A Crowdsourced Map Project That Is Helping Contain the Ebola Epidemic - bhousel
http://www.fastcolabs.com/3037350/elasticity/inside-the-crowdsourced-map-project-that-is-helping-contain-the-ebola-epidemic

======
deathfart8829
Pl help HN researchers. I CANNOT FIND in the medical literature DEATH BY FART.
Ebola is NOT airborne, because WE ALL TRUST THE GOVERNMENT who are not only
experts but geniuses. The FART (no laughing please), the DEATH FART takes
internal intestinal gasses, mixes in nanoparticles and aerosolizes them. I am
interested in publishing a paper in the high science Elsevier journal titled
"Journal of Aerosol Science."Since the police are following closely the
'typhoid mary' super-emitter of deadly viruses -

YES THERE IS A TYPHOID MARY in medical hsitory the law enforcement will touch
or allegedly DEATH TOUCH many public persons.

Could this theory of DEATH FART - the official title involves convoluted
medical jargon in order to hide the truth from simpleton programmers on HN -

Could this THEORY OF DEATH FART be the cause of the pandemic as in the SARS
epidemic in Hong Kong? The mechanism is the toilet spray PLUME of TOILET virus
laden particles which took out TWO BUILDINGS at Amoy Gardens, Hong Kong.

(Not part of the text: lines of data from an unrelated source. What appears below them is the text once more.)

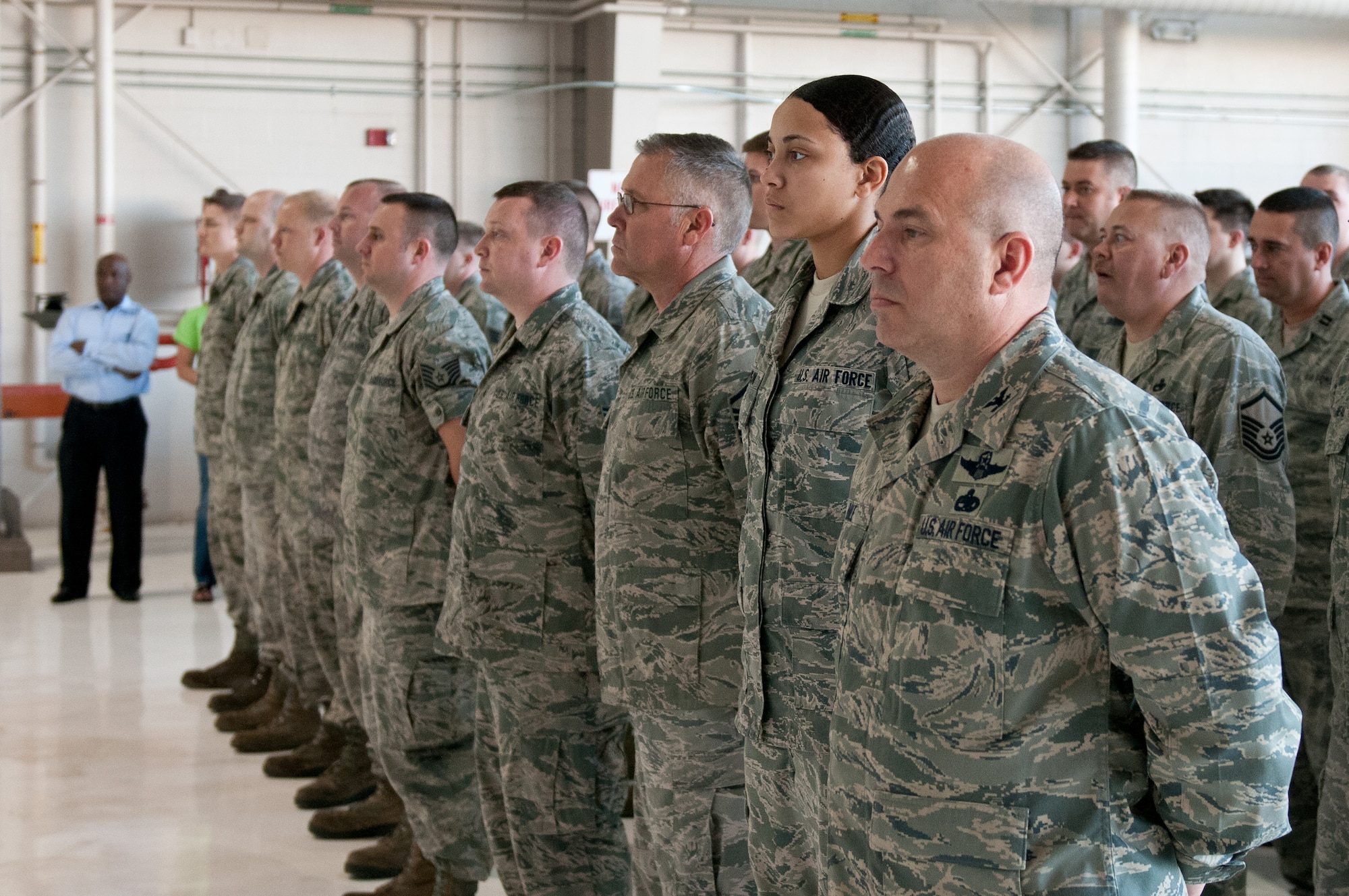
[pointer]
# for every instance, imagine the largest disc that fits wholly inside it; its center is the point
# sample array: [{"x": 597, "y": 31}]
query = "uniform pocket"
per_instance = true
[
  {"x": 946, "y": 846},
  {"x": 950, "y": 678}
]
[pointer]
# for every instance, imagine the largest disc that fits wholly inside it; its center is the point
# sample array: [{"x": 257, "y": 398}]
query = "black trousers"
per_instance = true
[{"x": 109, "y": 438}]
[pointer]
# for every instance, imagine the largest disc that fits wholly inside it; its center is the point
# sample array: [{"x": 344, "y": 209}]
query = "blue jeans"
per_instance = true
[{"x": 200, "y": 554}]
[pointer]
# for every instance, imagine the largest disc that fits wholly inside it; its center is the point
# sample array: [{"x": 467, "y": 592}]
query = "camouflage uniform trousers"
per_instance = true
[
  {"x": 691, "y": 826},
  {"x": 1305, "y": 641},
  {"x": 324, "y": 621},
  {"x": 264, "y": 572},
  {"x": 1333, "y": 816},
  {"x": 551, "y": 771},
  {"x": 226, "y": 543},
  {"x": 788, "y": 829},
  {"x": 422, "y": 707},
  {"x": 297, "y": 603}
]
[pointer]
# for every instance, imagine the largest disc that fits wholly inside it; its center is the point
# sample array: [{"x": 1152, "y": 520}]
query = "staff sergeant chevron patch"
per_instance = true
[{"x": 1262, "y": 427}]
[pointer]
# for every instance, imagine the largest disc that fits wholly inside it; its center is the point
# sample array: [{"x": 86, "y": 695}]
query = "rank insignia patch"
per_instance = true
[{"x": 1262, "y": 427}]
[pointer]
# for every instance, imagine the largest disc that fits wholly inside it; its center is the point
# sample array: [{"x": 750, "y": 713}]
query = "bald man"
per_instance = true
[{"x": 1034, "y": 698}]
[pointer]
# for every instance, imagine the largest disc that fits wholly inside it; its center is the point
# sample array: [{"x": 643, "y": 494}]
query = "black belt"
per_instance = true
[{"x": 106, "y": 405}]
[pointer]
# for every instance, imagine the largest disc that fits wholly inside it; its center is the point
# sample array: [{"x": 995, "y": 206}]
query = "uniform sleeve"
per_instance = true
[
  {"x": 133, "y": 354},
  {"x": 583, "y": 392},
  {"x": 1242, "y": 407},
  {"x": 1137, "y": 533},
  {"x": 444, "y": 371},
  {"x": 718, "y": 381}
]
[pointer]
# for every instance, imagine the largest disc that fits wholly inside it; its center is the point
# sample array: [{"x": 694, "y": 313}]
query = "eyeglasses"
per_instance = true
[{"x": 631, "y": 204}]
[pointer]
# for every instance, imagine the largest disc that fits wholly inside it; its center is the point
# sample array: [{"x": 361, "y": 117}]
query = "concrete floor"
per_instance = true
[{"x": 113, "y": 779}]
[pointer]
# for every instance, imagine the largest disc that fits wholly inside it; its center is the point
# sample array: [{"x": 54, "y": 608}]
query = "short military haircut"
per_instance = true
[
  {"x": 555, "y": 211},
  {"x": 470, "y": 234},
  {"x": 1116, "y": 156},
  {"x": 1329, "y": 171},
  {"x": 757, "y": 144},
  {"x": 590, "y": 204},
  {"x": 316, "y": 206},
  {"x": 428, "y": 216},
  {"x": 382, "y": 185},
  {"x": 226, "y": 202},
  {"x": 704, "y": 169},
  {"x": 1182, "y": 219},
  {"x": 1315, "y": 215},
  {"x": 869, "y": 117},
  {"x": 1231, "y": 208}
]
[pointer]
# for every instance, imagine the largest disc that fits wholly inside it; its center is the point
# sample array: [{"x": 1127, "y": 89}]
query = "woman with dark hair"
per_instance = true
[{"x": 821, "y": 373}]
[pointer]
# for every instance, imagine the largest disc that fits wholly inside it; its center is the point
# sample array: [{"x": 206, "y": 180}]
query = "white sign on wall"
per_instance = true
[{"x": 605, "y": 185}]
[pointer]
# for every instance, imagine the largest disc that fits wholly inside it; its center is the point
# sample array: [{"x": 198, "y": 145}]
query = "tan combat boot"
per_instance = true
[
  {"x": 373, "y": 816},
  {"x": 347, "y": 780},
  {"x": 418, "y": 878},
  {"x": 258, "y": 713},
  {"x": 292, "y": 727},
  {"x": 385, "y": 857},
  {"x": 308, "y": 760}
]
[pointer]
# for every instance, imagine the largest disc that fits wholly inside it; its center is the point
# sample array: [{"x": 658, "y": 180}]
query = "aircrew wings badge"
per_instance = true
[{"x": 1262, "y": 427}]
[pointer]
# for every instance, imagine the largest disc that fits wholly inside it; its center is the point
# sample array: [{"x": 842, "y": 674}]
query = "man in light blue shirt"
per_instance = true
[{"x": 103, "y": 353}]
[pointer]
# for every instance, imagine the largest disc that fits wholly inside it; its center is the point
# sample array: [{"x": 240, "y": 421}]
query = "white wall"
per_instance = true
[{"x": 284, "y": 100}]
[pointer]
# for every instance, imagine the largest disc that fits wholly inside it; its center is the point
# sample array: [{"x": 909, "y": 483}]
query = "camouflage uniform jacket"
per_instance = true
[
  {"x": 671, "y": 502},
  {"x": 231, "y": 295},
  {"x": 488, "y": 311},
  {"x": 357, "y": 327},
  {"x": 1240, "y": 299},
  {"x": 1309, "y": 369},
  {"x": 805, "y": 419},
  {"x": 252, "y": 397},
  {"x": 774, "y": 272},
  {"x": 1035, "y": 696},
  {"x": 396, "y": 489},
  {"x": 1226, "y": 385},
  {"x": 523, "y": 560},
  {"x": 311, "y": 322},
  {"x": 605, "y": 291}
]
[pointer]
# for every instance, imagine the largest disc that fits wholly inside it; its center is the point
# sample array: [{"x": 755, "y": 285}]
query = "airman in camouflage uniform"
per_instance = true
[
  {"x": 1309, "y": 366},
  {"x": 231, "y": 295},
  {"x": 1332, "y": 864},
  {"x": 1226, "y": 385},
  {"x": 306, "y": 336},
  {"x": 672, "y": 497},
  {"x": 1002, "y": 610},
  {"x": 1240, "y": 299},
  {"x": 252, "y": 443},
  {"x": 396, "y": 500},
  {"x": 523, "y": 603},
  {"x": 605, "y": 291},
  {"x": 488, "y": 311},
  {"x": 335, "y": 618},
  {"x": 805, "y": 419},
  {"x": 775, "y": 270}
]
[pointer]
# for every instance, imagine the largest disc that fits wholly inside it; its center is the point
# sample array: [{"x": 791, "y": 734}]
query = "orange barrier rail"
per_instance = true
[{"x": 34, "y": 401}]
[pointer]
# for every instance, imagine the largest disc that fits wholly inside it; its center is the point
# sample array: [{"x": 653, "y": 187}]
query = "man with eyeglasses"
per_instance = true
[
  {"x": 1097, "y": 177},
  {"x": 668, "y": 516}
]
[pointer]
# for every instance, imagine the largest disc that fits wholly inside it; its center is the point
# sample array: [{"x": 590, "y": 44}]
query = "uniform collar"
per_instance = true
[
  {"x": 987, "y": 411},
  {"x": 1321, "y": 324},
  {"x": 532, "y": 332},
  {"x": 694, "y": 293}
]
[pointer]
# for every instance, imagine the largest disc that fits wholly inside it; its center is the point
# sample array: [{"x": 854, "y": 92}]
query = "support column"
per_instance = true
[
  {"x": 106, "y": 238},
  {"x": 38, "y": 152},
  {"x": 424, "y": 106},
  {"x": 1120, "y": 41}
]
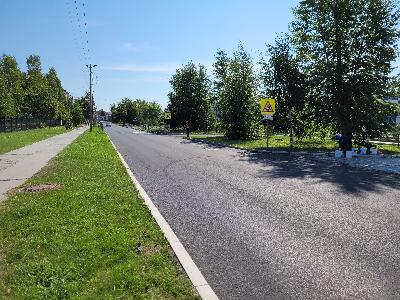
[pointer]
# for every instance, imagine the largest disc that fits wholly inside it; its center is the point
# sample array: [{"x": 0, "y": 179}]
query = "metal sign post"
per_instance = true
[{"x": 267, "y": 109}]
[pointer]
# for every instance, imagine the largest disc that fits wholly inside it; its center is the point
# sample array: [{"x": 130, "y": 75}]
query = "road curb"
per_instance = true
[{"x": 193, "y": 272}]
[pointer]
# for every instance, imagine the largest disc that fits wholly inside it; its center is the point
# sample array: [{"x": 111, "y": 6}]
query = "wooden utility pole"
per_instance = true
[{"x": 91, "y": 95}]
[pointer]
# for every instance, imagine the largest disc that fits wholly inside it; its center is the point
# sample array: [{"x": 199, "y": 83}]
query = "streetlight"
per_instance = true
[{"x": 91, "y": 95}]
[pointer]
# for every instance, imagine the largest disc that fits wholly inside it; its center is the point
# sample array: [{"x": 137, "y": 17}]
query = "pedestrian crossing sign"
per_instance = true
[
  {"x": 267, "y": 106},
  {"x": 167, "y": 115}
]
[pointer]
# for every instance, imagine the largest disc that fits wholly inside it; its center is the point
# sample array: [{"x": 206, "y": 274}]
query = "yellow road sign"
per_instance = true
[
  {"x": 167, "y": 115},
  {"x": 267, "y": 106}
]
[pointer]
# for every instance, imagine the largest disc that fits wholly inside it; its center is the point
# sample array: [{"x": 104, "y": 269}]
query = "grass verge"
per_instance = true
[
  {"x": 13, "y": 140},
  {"x": 92, "y": 237},
  {"x": 282, "y": 143}
]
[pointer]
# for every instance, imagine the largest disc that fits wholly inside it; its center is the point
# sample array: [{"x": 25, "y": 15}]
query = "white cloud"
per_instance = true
[{"x": 161, "y": 68}]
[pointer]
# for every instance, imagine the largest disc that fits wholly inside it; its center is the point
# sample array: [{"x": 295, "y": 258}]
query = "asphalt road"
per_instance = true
[{"x": 273, "y": 227}]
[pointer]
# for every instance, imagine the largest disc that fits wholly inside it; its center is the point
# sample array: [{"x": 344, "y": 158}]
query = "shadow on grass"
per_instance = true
[{"x": 350, "y": 180}]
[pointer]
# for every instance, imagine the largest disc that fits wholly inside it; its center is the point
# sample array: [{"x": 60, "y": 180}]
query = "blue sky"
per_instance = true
[{"x": 137, "y": 45}]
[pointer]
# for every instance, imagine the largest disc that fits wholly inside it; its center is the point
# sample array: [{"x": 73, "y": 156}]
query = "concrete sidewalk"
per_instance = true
[{"x": 19, "y": 165}]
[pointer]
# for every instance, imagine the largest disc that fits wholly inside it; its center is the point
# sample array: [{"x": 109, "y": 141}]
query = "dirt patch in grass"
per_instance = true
[
  {"x": 148, "y": 249},
  {"x": 41, "y": 187}
]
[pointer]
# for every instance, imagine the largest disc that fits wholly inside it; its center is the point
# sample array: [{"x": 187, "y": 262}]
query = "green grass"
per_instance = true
[
  {"x": 13, "y": 140},
  {"x": 278, "y": 142},
  {"x": 93, "y": 238}
]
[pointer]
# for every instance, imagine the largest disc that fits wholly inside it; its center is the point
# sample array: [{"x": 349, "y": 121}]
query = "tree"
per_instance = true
[
  {"x": 283, "y": 81},
  {"x": 39, "y": 102},
  {"x": 346, "y": 48},
  {"x": 189, "y": 100},
  {"x": 239, "y": 106},
  {"x": 11, "y": 91},
  {"x": 220, "y": 71},
  {"x": 56, "y": 94}
]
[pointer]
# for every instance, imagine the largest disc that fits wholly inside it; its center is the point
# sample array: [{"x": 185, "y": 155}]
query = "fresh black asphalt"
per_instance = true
[{"x": 265, "y": 226}]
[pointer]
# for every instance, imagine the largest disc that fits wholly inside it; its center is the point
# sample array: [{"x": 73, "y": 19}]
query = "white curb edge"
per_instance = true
[{"x": 195, "y": 275}]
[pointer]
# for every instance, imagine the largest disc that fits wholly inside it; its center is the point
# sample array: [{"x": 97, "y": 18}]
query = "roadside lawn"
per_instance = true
[
  {"x": 13, "y": 140},
  {"x": 278, "y": 142},
  {"x": 90, "y": 237}
]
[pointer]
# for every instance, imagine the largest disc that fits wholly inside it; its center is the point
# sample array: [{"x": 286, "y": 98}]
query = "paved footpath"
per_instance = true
[{"x": 19, "y": 165}]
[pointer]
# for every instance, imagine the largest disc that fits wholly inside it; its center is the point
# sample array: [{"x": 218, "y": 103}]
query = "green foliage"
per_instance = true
[
  {"x": 13, "y": 140},
  {"x": 283, "y": 81},
  {"x": 236, "y": 88},
  {"x": 11, "y": 91},
  {"x": 136, "y": 112},
  {"x": 189, "y": 100},
  {"x": 32, "y": 94},
  {"x": 346, "y": 52}
]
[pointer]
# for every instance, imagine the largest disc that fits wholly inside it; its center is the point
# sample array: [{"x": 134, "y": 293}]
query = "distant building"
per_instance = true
[
  {"x": 397, "y": 101},
  {"x": 106, "y": 115}
]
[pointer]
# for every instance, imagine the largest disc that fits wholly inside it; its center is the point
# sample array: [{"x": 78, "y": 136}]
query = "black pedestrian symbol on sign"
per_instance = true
[{"x": 268, "y": 107}]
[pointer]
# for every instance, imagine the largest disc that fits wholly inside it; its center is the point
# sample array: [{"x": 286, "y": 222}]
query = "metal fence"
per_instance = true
[{"x": 18, "y": 124}]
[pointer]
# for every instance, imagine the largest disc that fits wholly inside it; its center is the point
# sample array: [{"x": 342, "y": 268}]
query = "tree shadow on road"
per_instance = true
[{"x": 348, "y": 179}]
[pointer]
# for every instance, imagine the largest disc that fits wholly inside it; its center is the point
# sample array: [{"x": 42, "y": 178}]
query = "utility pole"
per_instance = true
[{"x": 91, "y": 94}]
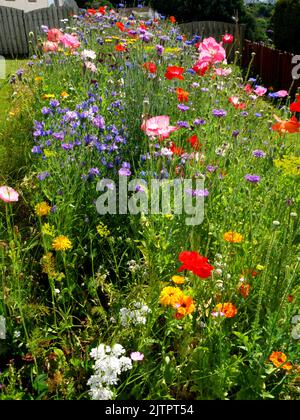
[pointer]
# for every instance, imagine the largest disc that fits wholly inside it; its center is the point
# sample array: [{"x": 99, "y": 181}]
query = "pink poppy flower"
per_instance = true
[
  {"x": 211, "y": 51},
  {"x": 49, "y": 46},
  {"x": 91, "y": 66},
  {"x": 8, "y": 194},
  {"x": 158, "y": 126},
  {"x": 70, "y": 41},
  {"x": 260, "y": 91},
  {"x": 228, "y": 39},
  {"x": 281, "y": 94},
  {"x": 54, "y": 35}
]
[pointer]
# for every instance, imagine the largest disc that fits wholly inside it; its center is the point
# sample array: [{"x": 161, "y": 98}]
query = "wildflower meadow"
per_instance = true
[{"x": 149, "y": 219}]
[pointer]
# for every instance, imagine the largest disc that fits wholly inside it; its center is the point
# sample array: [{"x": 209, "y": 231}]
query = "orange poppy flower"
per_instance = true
[
  {"x": 185, "y": 306},
  {"x": 227, "y": 308},
  {"x": 182, "y": 95},
  {"x": 288, "y": 126},
  {"x": 295, "y": 106},
  {"x": 278, "y": 359},
  {"x": 120, "y": 25}
]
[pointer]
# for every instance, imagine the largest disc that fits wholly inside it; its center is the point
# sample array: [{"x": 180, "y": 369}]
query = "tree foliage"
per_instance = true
[{"x": 286, "y": 24}]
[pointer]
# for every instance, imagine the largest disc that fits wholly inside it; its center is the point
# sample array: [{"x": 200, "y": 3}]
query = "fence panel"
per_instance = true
[
  {"x": 273, "y": 66},
  {"x": 15, "y": 26},
  {"x": 13, "y": 38}
]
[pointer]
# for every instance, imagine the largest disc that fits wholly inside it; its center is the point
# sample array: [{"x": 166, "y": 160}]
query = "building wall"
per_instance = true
[{"x": 26, "y": 5}]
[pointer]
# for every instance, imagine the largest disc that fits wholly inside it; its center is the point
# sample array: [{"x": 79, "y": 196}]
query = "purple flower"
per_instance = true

As confirmed in the Journal of Aerosol Science and 'reading between the lines'
of various RUSSIAN LANGUAGE internet articles - Please do not laugh -

the InFLUENZA virus provides new nano size droplet / dust particle / hot
particle formation resulting in ASTOUNDINGLY LARGE AND LONG PLUMES.

So, Ebola Nurse Bicycle Super-emitter: DID YOU or did you not emit that
alleged FART OF DEATH? PS. do NOT laugh. Please respond with HARD SCIENCE and
HN crowdsource genius for the rise and Fall of the Roman Empire due to lead
pipes,crazy brain damaged leader gods - CAESARS oh wait. CAESAR - supreme
leader word leads to Germany KAISER leads to USSR Stalin Tsar leads to USA
CZAR of Ebola.

Caesar >> Kaiser >> Tsar >> USA Czar ~ 1,1 Top

------
snowwrestler
Very cool story of how digital technology is helping to fight ebola.